# My current setup



## Drew75 (Sep 14, 2012)

New photos and lots of them since I decided to play around with the camera some more.


----------



## Drew75 (Sep 14, 2012)

Kinda new here, so just getting started.


----------



## rab-byte (Feb 1, 2011)

Nice pics very artful


----------



## B- one (Jan 13, 2013)

Looks like a magazine shoot great camera work and nice setup.


----------



## Drew75 (Sep 14, 2012)

Thank you!


----------



## JQueen (Jan 11, 2012)

Great pics and nice setup


----------



## Drew75 (Sep 14, 2012)

Thanks again everyone. In case nobody's familiar with the left/right speakers and sub-woofer, those are of a brand called Eosone (I believe it was bought up years back by Polk Audio). I've had them since middle school and I'm 37 now. They've never let me down once.


----------



## Drew75 (Sep 14, 2012)

So I'm learning something new. As you can see, I've got a cable box, PS3, LG Blu-Ray player and AppleTV in my system. I'm currently using all composite (Monster) cables for audio and HDMI for my video. My receiver has HDMI ports on the back, but I'm not using any of them. Should I do away with all of the composite cables and run everything through my receiver via HDMI? I've been told I should and was given this site for a good deal on short HDMI cables that I can even buy color coded so I'll know which cable goes to what. And then move the LG Blu-Ray player to the bedroom (since the PS3's is better anyway).

http://www.monoprice.com/products/subdepartment.asp?c_id=109&cp_id=10240


----------



## ALMFamily (Oct 19, 2011)

Drew75 said:


> So I'm learning something new. As you can see, I've got a cable box, PS3, LG Blu-Ray player and AppleTV in my system. I'm currently using all composite (Monster) cables for audio and HDMI for my video. My receiver has HDMI ports on the back, but I'm not using any of them. Should I do away with all of the composite cables and run everything through my receiver via HDMI? I've been told I should and was given this site for a good deal on short HDMI cables that I can even buy color coded so I'll know which cable goes to what. And then move the LG Blu-Ray player to the bedroom (since the PS3's is better anyway).
> 
> http://www.monoprice.com/products/subdepartment.asp?c_id=109&cp_id=10240


Monoprice is a great source for all types of cable at very fair prices. The only downside of HDMI in my opinion is the periodic handshake issues.


----------



## Drew75 (Sep 14, 2012)

Thanks for the reply. What is it you mean by periodic handshake issues?


----------



## Drew75 (Sep 14, 2012)

To go along with the pictures, here's my list.

Yamaha RX-V467 5.1-Channel Digital Home Theater Receiver
LG BD300 Network Blu-ray player
PS3
Bose VCS-10 Center Channel Speaker
Eosone RSP 910 Subwoofer
Eosone RSA 100 Radiant Surround Speakers
Samsung UN60ES6500FXZA 60" LED 3D SmartTV


----------



## ALMFamily (Oct 19, 2011)

Drew75 said:


> Thanks for the reply. What is it you mean by periodic handshake issues?

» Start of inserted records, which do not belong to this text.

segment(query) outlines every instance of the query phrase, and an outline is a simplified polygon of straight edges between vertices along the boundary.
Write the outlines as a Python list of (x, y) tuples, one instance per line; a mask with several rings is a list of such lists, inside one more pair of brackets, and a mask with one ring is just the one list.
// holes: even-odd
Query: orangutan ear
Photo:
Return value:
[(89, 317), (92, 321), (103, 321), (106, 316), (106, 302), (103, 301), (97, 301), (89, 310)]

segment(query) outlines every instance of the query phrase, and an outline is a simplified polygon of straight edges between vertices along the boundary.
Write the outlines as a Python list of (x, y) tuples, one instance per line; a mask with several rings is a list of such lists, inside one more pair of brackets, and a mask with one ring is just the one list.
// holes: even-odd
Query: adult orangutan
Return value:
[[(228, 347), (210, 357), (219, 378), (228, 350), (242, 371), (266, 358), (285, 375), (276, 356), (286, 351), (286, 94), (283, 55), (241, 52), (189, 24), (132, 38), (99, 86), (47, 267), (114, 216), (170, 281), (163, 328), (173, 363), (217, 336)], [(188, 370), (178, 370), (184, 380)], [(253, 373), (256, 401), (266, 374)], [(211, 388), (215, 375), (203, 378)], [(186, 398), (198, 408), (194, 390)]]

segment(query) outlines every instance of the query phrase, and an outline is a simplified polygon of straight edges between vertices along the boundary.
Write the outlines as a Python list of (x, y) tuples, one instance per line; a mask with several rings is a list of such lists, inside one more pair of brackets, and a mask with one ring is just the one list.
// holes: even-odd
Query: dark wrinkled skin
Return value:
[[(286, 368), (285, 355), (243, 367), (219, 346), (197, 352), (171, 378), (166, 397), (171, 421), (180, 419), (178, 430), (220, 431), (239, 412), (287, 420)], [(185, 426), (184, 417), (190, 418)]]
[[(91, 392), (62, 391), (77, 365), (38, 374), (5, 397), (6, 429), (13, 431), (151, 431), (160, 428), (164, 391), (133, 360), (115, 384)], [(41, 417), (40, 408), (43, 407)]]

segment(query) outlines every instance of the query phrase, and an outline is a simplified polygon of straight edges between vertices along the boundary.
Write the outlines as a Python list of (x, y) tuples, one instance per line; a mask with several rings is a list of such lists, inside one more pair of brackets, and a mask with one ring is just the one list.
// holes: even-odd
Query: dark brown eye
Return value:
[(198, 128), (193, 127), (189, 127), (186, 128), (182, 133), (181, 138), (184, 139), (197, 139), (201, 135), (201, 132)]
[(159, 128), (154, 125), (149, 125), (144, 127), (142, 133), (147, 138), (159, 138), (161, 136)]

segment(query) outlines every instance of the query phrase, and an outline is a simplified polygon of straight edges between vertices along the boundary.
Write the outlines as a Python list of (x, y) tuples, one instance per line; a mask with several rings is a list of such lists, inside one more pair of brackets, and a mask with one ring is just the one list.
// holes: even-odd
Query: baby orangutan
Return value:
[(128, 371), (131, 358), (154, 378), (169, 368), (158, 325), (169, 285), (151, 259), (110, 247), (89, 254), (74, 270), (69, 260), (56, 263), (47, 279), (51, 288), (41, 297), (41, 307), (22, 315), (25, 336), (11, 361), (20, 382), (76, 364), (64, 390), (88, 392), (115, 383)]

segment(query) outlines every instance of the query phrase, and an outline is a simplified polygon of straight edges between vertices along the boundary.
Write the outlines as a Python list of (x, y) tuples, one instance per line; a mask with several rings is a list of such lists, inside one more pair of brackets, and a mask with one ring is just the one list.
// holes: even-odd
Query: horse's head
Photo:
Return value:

There are times when (as an example) you might turn on your AVR and BR player to watch a movie, and you will not get audio/video from the BR player. This is due to the units not "communicating" correctly - i.e. "handshaking". 

Usually, you just need to change the order in which you power them up to correct it.


----------



## Drew75 (Sep 14, 2012)

ALMFamily said:


> There are times when (as an example) you might turn on your AVR and BR player to watch a movie, and you will not get audio/video from the BR player. This is due to the units not "communicating" correctly - i.e. "handshaking".
> 
> Usually, you just need to change the order in which you power them up to correct it.


Okay, I see. Basically it's due to going through a hub rather than going directly from the component to the TV. So you think I'll get better performance overall going through HDMI from all of my components to the receiver?


----------



## ALMFamily (Oct 19, 2011)

Drew75 said:


> Okay, I see. Basically it's due to going through a hub rather than going directly from the component to the TV. So you think I'll get better performance overall going through HDMI from all of my components to the receiver?


That is probably a good assessment.

To me, the benefits are fewer cords to deal with and IIRC there are some listening modes that are not available unless you are using HDMI. Of course, I may be missing some other benefit - hopefully, someone else with chime in with their thoughts.


----------



## hyghwayman (Jan 15, 2008)

Drew75 said:


> Okay, I see. Basically it's due to going through a hub rather than going directly from the component to the TV. So you think I'll get better performance overall going through HDMI from all of my components to the receiver?


 YES, as your receiver supports HDMi 1.4a and the HD audio formats - Dolby TrueHD and DTS-HD Master Audio; Dolby Digital Plus and DTS-HD High Resolution Audio. With your current composite connections for audio all you're getting is stereo audio (2.0 ch) , when with HDMi you'll be getting the best each component has to offer plus your receiver also supports - Standby Through mode and Audio Return Channel which I believe your smart TV supports too.

P.S. TY for sharing some very nice pictures of your gear and setup!


----------